29. Scena pogrzebu - Alfred znowu płacze i pier........li bez sensu - brawo Alfred :).
30. Robin zostaje Robinem bez przeszkolenia - przypominam jakie przeszkolenia przeszedł Bruce przez i w trakcie treningu w lidze cieni...........nie mówiąc o przeszkoleniu w zakresie technologicznych nowinek Batmana.
Nie będę już drążył gdzie był Azrael - oryginalna historia była o niebo lepsza - tam złamany kręgosłup - tu wybity krąg........ - co skłoniło mnie do powyższych wynurzeń? - Skłonił mnie atak zarówno filmwebu jak i innych serwisów oraz użytkowników względem filmu Prometeusz. Podobno Waszym zdaniem film Scotta ma dziurawą fabułę - fakt jest kilka nieścisłości - ale Batman - wychwalany pod Niebiosa Batman jest jedną wielką fabularną dziurą........Proszę powiedzcie mi - jak można pisać dobrze o filmie Batman???????? Przykładowo Avengers - film komiksowy ma trochę humoru i mnóstwo akcji ale idąc do kina na w.w film spodziewaliśmy się komiksowej zadymy - i dostaliśmy ją. Natomiast film Nolana aspiruje i to bardzo ASPIRUJE - co więcej oficjalne recenzje - przykład "Prawie trzygodzinne widowisko połyka się w całości – kiedy pojawią się napisy końcowe, poczujecie się tak, jakbyście dopiero co zasiedli w fotelach i zdezorientowani będziecie spoglądać na sąsiadów z niemym pytaniem: Jak to? To już koniec? " - cóż - ja zwykły zjadacz chleba - z zawodu jestem piekarzem - z całym szacunkiem ja - piekarz prosiłem znajomego w kinie kilka minut przed końcem - wyjdźmy stąd - ostatecznie film do końca obejrzeliśmy - co powiedziała osoba, która towarzyszyła mi w kinie, osoba, która w życiu nie miała w ręku komiksu z "serii Bane'a" - mój kolega Jacek spojrzał na mnie i wydusił "Ten film był bez sensu". Zgadzam się.
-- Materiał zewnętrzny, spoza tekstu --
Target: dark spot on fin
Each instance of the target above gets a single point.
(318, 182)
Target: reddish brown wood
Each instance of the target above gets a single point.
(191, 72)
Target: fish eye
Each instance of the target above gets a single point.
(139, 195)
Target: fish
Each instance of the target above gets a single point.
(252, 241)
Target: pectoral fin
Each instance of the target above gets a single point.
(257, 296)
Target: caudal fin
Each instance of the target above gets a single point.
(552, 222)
Konkluzja : Prometeusz > Batman.
Spina poślady.
Jeszcze jakieś ciekawe pytania?
Może czy przez ostatnie 9 lat Batman walił konia, a jeśli tak to która ręką?
Jaki nosi rozmiar buta?
Gdzie szyje garnitury?
Czy zna księcia Williama?
Nie wymieniłeś jeszcze śmierci Mirandy która była przekomiczna (widziałeś jaką zrobiła minę umierając? Jak w filmach dla dzieci!:D). Dodatkowo mocne było to gdy leciał czas na zegarze umieszczonym na tej bombie a oni wiedząc o tym, słuchali w trójkę pierdoł które opowiadała umierająca Miranda (ktoś siedzący przede mną podniósł do góry rękę i postukał w zegarek;)
Raz.
Przepraszam, a cóż jest przekomicznego w śmierci osoby nie przypiętej pasami bezpieczeństwa, w pojeździe bez airbagów i kontrolowanej strefy zgniotu który to pojazd pędząc kilkadziesiąt kilometrów na godzinę nagle się zatrzymuje?
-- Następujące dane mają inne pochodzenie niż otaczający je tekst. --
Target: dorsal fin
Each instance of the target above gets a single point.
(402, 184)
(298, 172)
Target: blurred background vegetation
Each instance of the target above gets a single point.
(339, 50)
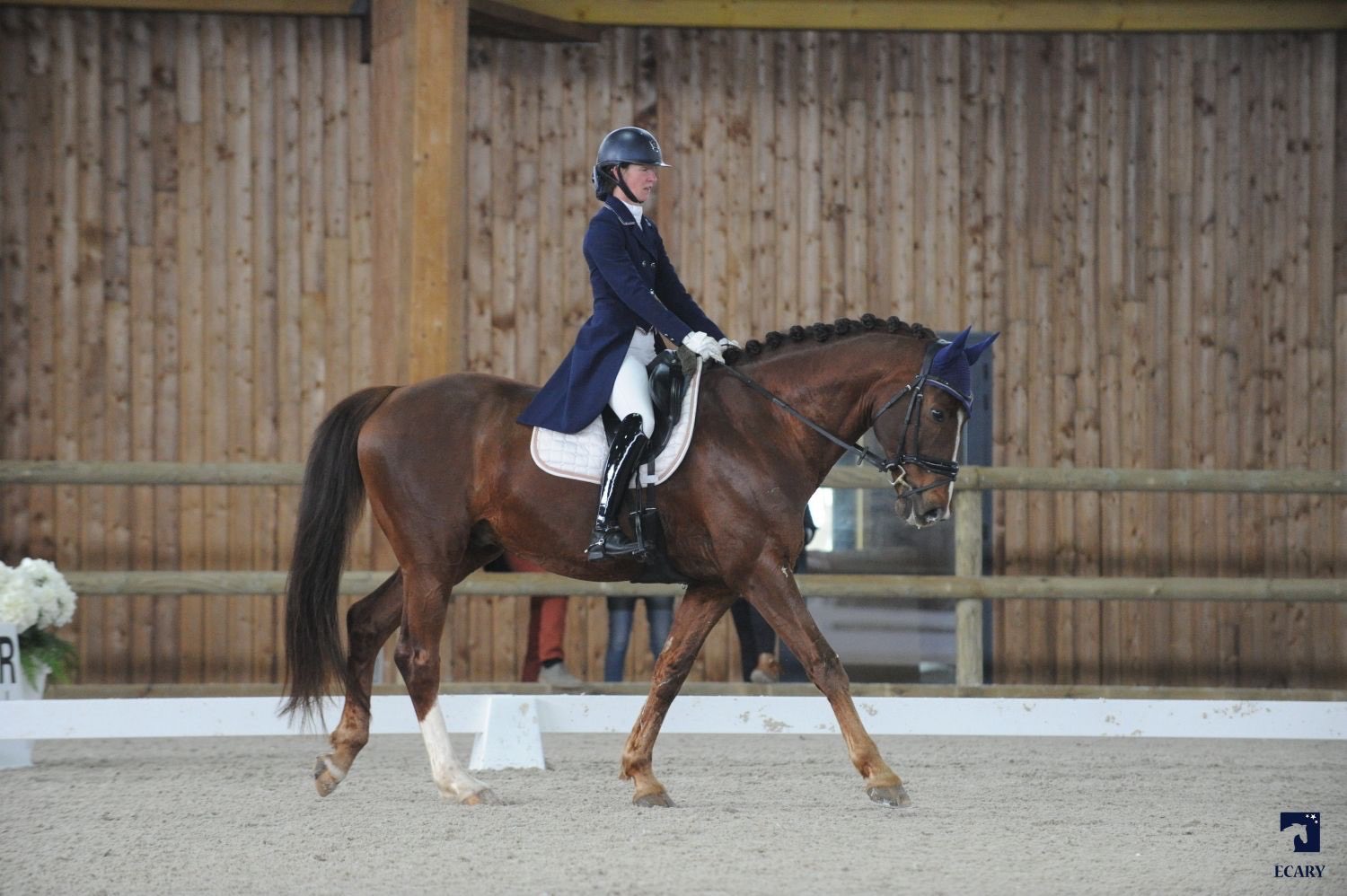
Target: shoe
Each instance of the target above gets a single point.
(768, 672)
(559, 677)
W punkcie 1 mamy zarzuty że jakieś tam problemy z fizyka Newtona są, a gdy panna Tate tym prawom fizyki podlega. To co? Znów problem, bo jej śmierć niby taka "przekomiczna"? I jakaś mało logiczna?
Dwa.
Oczywiście monolog panny Tate również żałosny - sorry ludziska ale zalałam komorę reaktora, nie wyłączycie bomby, zdechniecie jak psy i kilka milionów ludzi wraz z wami. Nie no oczywiście przejawem wręcz ogromnego zdroworozsądkowego myślenia było by zapier...e z bombą , bez wysłuchania monologu Mirandy, do zalanej komory reaktora. Oczywiście żeby ja wyłączyć bo nie słuchało się co umierająca osoba ma do powiedzenia.
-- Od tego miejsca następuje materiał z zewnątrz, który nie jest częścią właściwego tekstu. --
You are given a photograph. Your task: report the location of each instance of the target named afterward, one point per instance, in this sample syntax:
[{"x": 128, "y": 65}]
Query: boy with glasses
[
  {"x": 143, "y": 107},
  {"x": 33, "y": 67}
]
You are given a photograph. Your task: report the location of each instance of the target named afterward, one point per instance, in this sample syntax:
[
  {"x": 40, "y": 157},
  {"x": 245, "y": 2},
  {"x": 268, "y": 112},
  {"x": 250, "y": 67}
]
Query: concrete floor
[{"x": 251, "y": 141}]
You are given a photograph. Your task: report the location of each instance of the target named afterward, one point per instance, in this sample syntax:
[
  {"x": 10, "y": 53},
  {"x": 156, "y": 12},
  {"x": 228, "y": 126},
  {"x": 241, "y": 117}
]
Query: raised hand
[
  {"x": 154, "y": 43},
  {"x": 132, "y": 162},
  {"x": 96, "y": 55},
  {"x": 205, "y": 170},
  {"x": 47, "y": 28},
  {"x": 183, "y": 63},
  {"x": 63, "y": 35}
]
Nie no jasne to jest genialne dopiero!
Jaja sobie chyba robisz;) To jak umarła (nagle po skończeniu monologu prawie wspinając język jak w kreskowkach) było komiczne i typowe dla obecnego kina z Hollywood. Podobna scena była z zastępca Gordona gdy stoi z bronią, ujęcie na wnętrze samochodu z Mirandą mówiąca do kierowcy "zabij ich wszystkich" po czym ujęcie już na leżącego martwego zastępcę Gordona:D Oczywiście bez jakichkolwiek ran czy minimalnych śladów krwi (pomimo ze zginął od kul;). Gdyby to nie był film Nolana to bym pomyślał że to czarna komedia...
Po pierwsze - jak widzę nie piszesz już jakie to pierdoły opowiadała panna Tate przed śmiercią i słusznie.
Po drugie - z uporem maniaka próbujesz mi wmówić że jej śmierć była przekomiczna tylko ja tego jakoś nie widzę.
Masz racje - nie widzę!
Bo tak naprawdę nie rozumiem cóż tam przekomicznego. Jej monolog? Jej zgon?
Musze przyznać że nigdy nie byłem świadkiem wypadku samochodowego - śmiertelnego.
A tym bardziej nie wiem jak w takim przypadku zachowuje się osoba która z zimna krwią planuje wymordowania kilku milionów osób przy pomocy ładunku termonuklearnego.
Przypomnę iż panna Tate doskonale zdawał sobie sprawę iż zginie w Gotham - scena z detonatorem po wsadzeniu Batkowi noża - nie próbowała wcale uciekać.
Zamiast powiedzieć Batmanaowi -"ojeju zablokowaliście sygnał, ale bomba tyka, nie doceniłam was. I dochodzę do wniosku że nie chce tu umierać, masz tyle i tyle minut zanim bomba wybuchnie - wybieraj ratujesz kilka milionów ludzi czy będziesz mnie ścigał. Bajo."
Ewentualnie w swoim umierającym monologu pominąć kwestie zalanej komory reaktora. Goście popylają do komory reaktora i DUPA.
Ostateczne zwycięstwo Ligi Cienia.
Oczywiście to jest debilizm. Bo film musiał się skończyć dobrze. Więc panna Tate w swoim przedśmiertnym monologu ujawnia ostateczna tajemnicę - bomby NIE MOżNA rozbroić. Panna Tete zrobiła swoje, panna Tate może odejść w spokoju.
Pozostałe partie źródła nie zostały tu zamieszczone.